Jason Morton of Sun Lakes, AZ passed away this month. He was a tennis champion.
The following is culled from his 2003 induction into the Texas Tennis Hall of Fame. Since then he won the ITF World singles championship in 2008 in the men’s 80 division and was a member of the 2008 Gardnar Mulloy Cup team. Those were his last tennis competitions.
Jason Morton seemed to come from nowhere when he first made his mark on tennis as a virtual unknown at the state championship in 1946. Since that time he has earned over 100 national titles, authored a book and won 10 International senior titles (six in doubles and four in singles).
Morton moved to Texas in 1946. He attended the University of Houston (1947-1951), winning the conference title in singles and doubles each year (Lone Star, Gulf Coast, Missouri Valley). Morton was the first pro in Corpus Christi. He opened the University Club in Houston as the pro, the first indoor facility in Houston. After spending two years in the Hill Country, Morton went to Hollytree Country Club in Tyler. He started a team at the University of Texas at Tyler, coming in 5th in the NAIA their first year. Morton then moved to Sun Lakes, Arizona as Tennis Director. He helped design the Oakwood Tennis Club, which hosted the National 70-75 Hard Court Championships for many years.
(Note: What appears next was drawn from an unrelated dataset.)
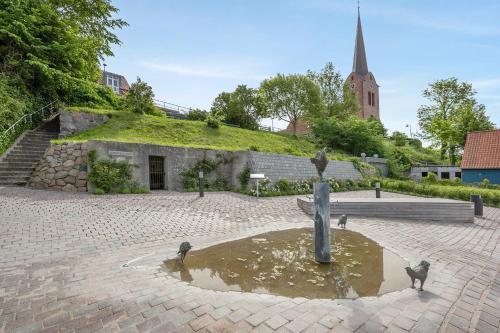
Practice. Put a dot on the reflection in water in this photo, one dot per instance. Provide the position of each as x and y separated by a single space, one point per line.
282 263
Morton served on the Executive Committee of the Texas Tennis Association and as President of the USPTA Texas Division. He may be most famous for having chaired the match at the Billie Jean King -Bobby Riggs Battle of the Sexes Match at the Houston Astrodome. He co-authored the book "Winning Tennis after 40" with Russell Seymour (Class of 1999).
Jason Morton was the tennis pro in Tuscaloosa, Alabama from the mid-fifties to mid sixties. He developed one of the nation’s top Junior programs where he coached and mentored players such as John Pickens, Charlie Owens and Jean Mills. Tuscaloosa flourishes in this football town much because of his early influence.
Jason was also tennis coach @Univ of
AL in mid 60s when he made history by
having Roberta Alison as the 1st woman
player on a male NCAA team. She played
# 4 her 1st yr.
Jason made that happen among his many
other achievements. I am proud to have
known him & play for him @ Al.
Jason taught me how to play tennis, and influenced my young years. He also introduced us to Roberta Alison, who stayed at my family’s house when she played in Tuscaloosa before entering the U of A. Jason was a great coach, with a good eye for talent. He and Edith were wonderful people and his death is a loss to his family and to the world of tennis.
Jason was my cousin. He came to live with us in St. Louis one year in the 1940s. He had been Boys Tennis Champion of Florida the year before. When he was sixteen, he won Men’s Singles Championship of St. Louis. He also played starting guard on our Maplewood/Richmond Heights basketball team.